É capacitismo quando…

  • Olhamos com estranheza para uma pessoa com deficiência
  • Expressamos surpresa pela pessoa com deficiência fazer coisas “normais”
  • Falamos com adultos com deficiência em tom infantil
  • Usamos expressões ofensivas como “tá surdo?”, “parece autista!”, “deu uma de joão sem braço”…
  • Achamos que pessoas com deficiência são coitadinhas
  • Sentimos pena quando uma criança com deficiência nasce em uma família e tentamos “compensar” esse sentimento: “Deus dá a cruz do seu tamanho”, “crianças especiais nascem em famílias especiais”, “vocês são guerreiros”…
  • Exultamos qualquer realização de quem tem deficiência, como se fosse um super-herói
  • Acreditamos que pessoas com deficiência são anjos assexuais, eternas crianças
  • Usamos suas histórias como exemplos de superação.

Precisamos entender o conceito de “normalidade” como uma construção social. A nossa formação capacitista nos impede de ver a pessoa antes da deficiência. A deficiência não define a pessoa. Ela é apenas uma característica dela.

Em 2008, o MEC lançou a Política de Educação Especial na Perspectiva da Educação Inclusiva. Um ano depois, estudo do INEP, realizado pela FIPE, apontou que 96,5% dos integrantes da comunidade escolar – professores, funcionários, estudantes, familiares – tinham preconceito em relação a pessoas com deficiência.

Dez anos se passaram e uma pesquisa da Folha de S. Paulo mostrou que, para 86% dos entrevistados, as escolas se tornam melhores com a educação inclusiva.

O que mudou?

A convivência é a chave da inclusão.

Hoje mais de 90% de estudantes com deficiência frequentam escolas comuns.

Quanto mais vemos pessoas de grupos sub-representados na escola, no trabalho, nas ruas, no dia a dia, na mídia, mais achamos “normal” que ocupem esses espaços, o que diminui o preconceito.

Ok, entendi o que é capacitismo. Me reconheço como capacitista.

Mas como faço para ser anticapacitista?

Diferentemente de outros grupos excluídos, a inclusão da pessoa com deficiência não acontece apenas com nossa mudança de olhar. Ela requer um recurso extra: acessibilidade. Fazer valer as leis; promover e cobrar acessibilidade em todos os espaços devem ser nossa primeira bandeira.

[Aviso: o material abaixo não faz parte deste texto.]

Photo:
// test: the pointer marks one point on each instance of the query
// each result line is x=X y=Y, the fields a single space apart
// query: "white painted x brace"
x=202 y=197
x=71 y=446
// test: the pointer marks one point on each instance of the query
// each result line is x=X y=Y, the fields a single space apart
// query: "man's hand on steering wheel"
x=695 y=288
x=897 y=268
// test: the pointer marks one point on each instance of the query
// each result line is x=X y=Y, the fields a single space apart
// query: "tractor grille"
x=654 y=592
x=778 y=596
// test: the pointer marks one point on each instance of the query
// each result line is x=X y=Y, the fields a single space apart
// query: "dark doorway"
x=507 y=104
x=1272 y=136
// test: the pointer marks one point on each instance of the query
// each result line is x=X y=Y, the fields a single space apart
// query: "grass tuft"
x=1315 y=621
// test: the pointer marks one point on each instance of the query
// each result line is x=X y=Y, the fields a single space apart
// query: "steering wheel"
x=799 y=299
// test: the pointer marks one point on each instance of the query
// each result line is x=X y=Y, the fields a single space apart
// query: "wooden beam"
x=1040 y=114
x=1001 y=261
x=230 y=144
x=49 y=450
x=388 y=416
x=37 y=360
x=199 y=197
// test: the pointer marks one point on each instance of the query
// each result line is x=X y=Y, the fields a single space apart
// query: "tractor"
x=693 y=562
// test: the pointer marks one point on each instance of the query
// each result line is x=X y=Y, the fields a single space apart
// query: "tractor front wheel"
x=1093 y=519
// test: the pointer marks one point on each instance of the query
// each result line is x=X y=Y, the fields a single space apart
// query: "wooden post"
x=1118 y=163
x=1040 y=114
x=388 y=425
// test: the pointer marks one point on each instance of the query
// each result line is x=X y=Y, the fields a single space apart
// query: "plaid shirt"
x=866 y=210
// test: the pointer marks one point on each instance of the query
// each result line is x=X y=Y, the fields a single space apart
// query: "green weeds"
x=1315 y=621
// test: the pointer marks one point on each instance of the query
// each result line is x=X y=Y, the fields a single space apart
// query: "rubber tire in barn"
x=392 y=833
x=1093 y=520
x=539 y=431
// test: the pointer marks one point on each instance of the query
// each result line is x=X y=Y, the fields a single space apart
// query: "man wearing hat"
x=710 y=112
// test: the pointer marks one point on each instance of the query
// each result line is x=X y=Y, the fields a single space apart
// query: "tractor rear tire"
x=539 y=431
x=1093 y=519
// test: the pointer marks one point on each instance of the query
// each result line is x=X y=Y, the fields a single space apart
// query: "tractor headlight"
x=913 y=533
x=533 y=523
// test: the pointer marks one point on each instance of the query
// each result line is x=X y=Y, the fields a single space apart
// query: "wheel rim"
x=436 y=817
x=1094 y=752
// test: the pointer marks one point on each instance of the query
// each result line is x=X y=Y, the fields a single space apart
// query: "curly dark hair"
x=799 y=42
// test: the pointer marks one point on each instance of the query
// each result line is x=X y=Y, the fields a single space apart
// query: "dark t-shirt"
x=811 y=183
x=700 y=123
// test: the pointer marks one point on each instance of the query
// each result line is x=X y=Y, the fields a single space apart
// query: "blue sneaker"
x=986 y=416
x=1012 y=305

A organização britânica Scope perguntou às pessoas com deficiência o que uma pessoa sem deficiência poderia fazer para ser uma boa aliada anticapacitista.

Veja e coloque em prática essas 10 dicas e colabore para promover a inclusão!

  1. Ouça as pessoas com deficiência. Se você não tem certeza, pergunte! Não faça suposições nem complete as frases das pessoas!
  2. Nem todas as deficiências e condições são visíveis. E algumas mudam. Você pode não ser capaz de vê-las, mas elas ainda estão lá.
  3. Pense nas suas palavras. Não use palavras ligadas à deficiência como xingamento e chame atenção quando alguém usar um termo ofensivo.
  4. Defenda e promova acessibilidade e inclusão – especialmente na escola e no trabalho. Pergunte quais são as necessidades de acesso das pessoas; por exemplo, necessidade de receber apresentações antes de uma aula ou reunião.
  5. Eduque-se.
    Leia e conheça as vantagens e os benefícios que você tem como pessoa sem deficiência e aprenda a defender os direitos das pessoas com deficiência.
  6. Se você vê ou ouve bullying ou discriminação, fale ou denuncie.
  7. Não pressione. Se alguém diz que não pode fazer algo ou não está se sentindo bem, mesmo que pareça bem, não pressione.  
  8. Nunca assuma que alguém está exagerando ou “fingindo”. Só porque você não pode ver a condição de alguém, não significa que ela não existe.
  9. Não tem problema fazer perguntas. Mas se lembre de só perguntar coisas que você gostaria de responder sobre você mesmo! Nada de perguntas invasivas!
  10. Todos são diferentes. Nem toda pessoa com deficiência terá as mesmas dicas. E tudo bem.